At what moment does a book become real to its author? Tonight, surfing the Internet, I saw my upcoming July book, Happiness Key, on Shelfari, the cover bright and sunny, smiling happily at me from my computer screen. I moved to Amazon, and there it was again. My baby. Soon for sale. Too cool.
Actually, Happiness Key has been real to me for some time. I spent so much time thinking about the four women whose stories I tell, that by the time I set pen to paper (okay, more realistically, fingers to computer keys) Tracy, Wanda, Janya and Alice were as real as my neighbors. In fact, except for Carol next door, whom I know pretty well, my characters are even more real to me. After all, I’ve been inside their heads. I know what they eat, how they sleep and with whom. I know what they’re afraid of, and why. And I was the one who watched them come together, slowly, ever so slowly and begin to form bonds.
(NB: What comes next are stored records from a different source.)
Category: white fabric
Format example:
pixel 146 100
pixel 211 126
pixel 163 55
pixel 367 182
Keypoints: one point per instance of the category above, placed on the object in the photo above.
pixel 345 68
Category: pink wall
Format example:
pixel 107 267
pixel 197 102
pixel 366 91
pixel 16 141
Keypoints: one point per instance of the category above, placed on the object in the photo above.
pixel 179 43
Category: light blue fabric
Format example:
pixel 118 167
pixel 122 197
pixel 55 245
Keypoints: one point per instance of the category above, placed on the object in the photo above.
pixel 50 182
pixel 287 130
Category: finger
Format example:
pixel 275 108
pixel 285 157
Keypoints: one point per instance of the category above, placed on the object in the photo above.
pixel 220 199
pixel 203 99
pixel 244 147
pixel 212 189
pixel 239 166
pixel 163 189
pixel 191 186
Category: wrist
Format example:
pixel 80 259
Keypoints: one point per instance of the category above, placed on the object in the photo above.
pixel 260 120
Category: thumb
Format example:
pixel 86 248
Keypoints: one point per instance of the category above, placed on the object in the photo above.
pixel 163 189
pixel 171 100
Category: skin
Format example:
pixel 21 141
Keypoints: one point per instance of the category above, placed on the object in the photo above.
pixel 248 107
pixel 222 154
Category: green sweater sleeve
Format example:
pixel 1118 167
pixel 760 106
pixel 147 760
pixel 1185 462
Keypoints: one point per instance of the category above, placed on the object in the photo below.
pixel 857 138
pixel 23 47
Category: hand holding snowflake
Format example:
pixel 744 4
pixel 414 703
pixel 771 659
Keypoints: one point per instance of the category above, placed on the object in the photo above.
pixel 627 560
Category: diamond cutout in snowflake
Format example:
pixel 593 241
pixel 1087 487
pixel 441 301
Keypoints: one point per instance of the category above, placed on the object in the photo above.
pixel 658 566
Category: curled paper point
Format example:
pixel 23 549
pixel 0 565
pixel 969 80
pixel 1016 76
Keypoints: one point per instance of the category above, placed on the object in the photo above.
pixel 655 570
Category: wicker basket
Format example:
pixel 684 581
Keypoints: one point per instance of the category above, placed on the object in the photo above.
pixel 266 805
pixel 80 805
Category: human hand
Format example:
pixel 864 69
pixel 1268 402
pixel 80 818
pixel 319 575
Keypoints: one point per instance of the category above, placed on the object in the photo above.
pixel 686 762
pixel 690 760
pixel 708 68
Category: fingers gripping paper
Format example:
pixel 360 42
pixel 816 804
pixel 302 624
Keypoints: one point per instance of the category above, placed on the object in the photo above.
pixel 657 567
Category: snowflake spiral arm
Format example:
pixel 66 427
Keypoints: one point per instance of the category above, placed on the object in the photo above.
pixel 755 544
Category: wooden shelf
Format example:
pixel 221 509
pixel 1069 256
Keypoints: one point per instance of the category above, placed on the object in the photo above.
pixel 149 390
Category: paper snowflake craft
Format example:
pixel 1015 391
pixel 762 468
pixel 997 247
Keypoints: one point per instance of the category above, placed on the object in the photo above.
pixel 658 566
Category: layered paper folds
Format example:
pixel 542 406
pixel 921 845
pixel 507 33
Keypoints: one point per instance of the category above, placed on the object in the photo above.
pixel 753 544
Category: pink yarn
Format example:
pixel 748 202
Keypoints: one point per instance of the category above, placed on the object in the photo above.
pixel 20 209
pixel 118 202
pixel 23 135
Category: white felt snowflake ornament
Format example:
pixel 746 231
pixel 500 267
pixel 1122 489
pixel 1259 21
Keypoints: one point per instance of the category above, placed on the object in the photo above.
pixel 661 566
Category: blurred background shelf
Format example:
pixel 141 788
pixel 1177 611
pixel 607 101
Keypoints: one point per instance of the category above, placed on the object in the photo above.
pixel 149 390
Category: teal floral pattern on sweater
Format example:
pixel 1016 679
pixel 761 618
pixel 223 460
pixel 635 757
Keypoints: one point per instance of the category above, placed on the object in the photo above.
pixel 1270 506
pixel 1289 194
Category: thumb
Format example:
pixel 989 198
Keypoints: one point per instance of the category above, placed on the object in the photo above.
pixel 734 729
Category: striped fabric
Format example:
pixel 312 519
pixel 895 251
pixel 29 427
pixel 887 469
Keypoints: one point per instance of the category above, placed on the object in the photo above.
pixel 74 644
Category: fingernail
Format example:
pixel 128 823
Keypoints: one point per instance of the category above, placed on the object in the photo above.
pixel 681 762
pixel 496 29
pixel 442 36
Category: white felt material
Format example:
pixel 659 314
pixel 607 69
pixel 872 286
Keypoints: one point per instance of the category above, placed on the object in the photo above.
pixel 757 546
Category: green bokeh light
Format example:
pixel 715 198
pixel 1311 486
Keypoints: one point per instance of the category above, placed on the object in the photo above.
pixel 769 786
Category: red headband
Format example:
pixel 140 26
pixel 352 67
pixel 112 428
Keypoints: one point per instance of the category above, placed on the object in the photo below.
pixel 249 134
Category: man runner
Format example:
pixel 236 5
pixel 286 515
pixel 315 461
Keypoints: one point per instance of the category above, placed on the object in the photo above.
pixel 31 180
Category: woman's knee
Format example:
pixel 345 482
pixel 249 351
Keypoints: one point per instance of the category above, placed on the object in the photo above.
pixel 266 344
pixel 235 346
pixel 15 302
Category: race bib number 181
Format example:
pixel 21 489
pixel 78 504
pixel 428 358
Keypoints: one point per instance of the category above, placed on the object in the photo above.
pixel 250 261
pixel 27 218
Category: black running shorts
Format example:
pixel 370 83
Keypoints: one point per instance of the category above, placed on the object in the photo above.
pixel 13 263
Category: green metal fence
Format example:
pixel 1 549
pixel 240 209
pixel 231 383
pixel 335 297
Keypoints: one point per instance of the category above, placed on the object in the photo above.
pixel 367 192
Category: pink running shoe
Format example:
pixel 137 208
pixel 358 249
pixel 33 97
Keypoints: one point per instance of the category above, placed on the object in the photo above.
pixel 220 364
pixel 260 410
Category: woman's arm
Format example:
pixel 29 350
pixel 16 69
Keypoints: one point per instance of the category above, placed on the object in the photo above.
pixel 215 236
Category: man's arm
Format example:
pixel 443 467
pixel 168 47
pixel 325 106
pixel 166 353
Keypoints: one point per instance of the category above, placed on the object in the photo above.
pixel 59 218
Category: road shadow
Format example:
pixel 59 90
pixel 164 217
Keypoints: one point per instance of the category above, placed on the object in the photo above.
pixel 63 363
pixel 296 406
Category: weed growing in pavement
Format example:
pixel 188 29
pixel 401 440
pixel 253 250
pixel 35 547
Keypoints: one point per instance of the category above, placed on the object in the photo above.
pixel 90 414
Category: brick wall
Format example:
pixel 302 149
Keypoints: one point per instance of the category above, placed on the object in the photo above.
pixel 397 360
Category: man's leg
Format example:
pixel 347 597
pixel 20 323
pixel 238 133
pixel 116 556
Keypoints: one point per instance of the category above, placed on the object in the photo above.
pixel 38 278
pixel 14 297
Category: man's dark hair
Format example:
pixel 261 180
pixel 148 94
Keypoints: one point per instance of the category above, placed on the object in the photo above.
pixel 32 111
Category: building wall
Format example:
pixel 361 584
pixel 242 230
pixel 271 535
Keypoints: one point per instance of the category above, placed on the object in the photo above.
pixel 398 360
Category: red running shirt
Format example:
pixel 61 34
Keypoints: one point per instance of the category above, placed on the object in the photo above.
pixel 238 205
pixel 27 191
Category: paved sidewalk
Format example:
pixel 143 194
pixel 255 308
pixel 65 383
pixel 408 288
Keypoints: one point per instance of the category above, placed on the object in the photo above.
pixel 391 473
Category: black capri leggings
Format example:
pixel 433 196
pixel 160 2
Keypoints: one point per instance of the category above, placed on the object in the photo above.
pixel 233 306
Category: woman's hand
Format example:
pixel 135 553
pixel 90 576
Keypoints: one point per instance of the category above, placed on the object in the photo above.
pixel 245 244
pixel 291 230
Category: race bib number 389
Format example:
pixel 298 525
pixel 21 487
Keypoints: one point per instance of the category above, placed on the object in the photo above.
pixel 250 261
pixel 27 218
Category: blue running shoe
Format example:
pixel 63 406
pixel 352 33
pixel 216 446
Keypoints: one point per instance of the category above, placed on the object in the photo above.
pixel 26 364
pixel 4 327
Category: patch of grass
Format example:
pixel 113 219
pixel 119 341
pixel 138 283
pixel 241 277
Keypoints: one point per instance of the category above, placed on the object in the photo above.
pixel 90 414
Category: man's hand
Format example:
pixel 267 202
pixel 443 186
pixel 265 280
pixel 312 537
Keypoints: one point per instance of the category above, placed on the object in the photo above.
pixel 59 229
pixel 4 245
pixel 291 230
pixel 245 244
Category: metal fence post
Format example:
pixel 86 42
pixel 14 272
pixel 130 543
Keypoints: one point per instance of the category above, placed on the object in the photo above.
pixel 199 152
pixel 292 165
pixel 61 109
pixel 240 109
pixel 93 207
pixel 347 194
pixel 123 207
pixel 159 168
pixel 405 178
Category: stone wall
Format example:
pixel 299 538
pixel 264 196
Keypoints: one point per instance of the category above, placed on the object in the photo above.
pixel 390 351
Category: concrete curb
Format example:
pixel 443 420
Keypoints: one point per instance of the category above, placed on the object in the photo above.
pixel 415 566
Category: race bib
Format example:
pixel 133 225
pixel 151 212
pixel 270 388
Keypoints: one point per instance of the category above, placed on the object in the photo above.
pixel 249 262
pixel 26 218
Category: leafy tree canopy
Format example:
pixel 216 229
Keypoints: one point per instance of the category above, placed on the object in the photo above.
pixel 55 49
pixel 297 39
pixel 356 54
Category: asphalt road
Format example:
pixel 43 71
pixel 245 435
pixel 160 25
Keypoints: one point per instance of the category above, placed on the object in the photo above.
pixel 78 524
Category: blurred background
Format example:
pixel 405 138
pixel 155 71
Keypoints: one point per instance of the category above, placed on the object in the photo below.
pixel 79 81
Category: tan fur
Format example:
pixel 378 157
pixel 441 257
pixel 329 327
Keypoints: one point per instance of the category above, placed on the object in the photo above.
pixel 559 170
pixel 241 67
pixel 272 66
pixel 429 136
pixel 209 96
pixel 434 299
But wow, seeing the cover out there in public? When I should have been the first to debut it right here? Definitely very real now. So, lest I allow Amazon and Shelfari and all those undiscovered sites I’ve yet to find scoop me completely, here’s a real peek at the cover. Not as large as life, but clear as day.
And while I’m basking in a cover that makes me smile, I’ll share something else. Just between us? I started the sequel this week. Fortunate Harbor follows the same characters and adds another. And was I happy at the reunion? You bet. The only problem?
I want to be lying on that beach with them. How about you?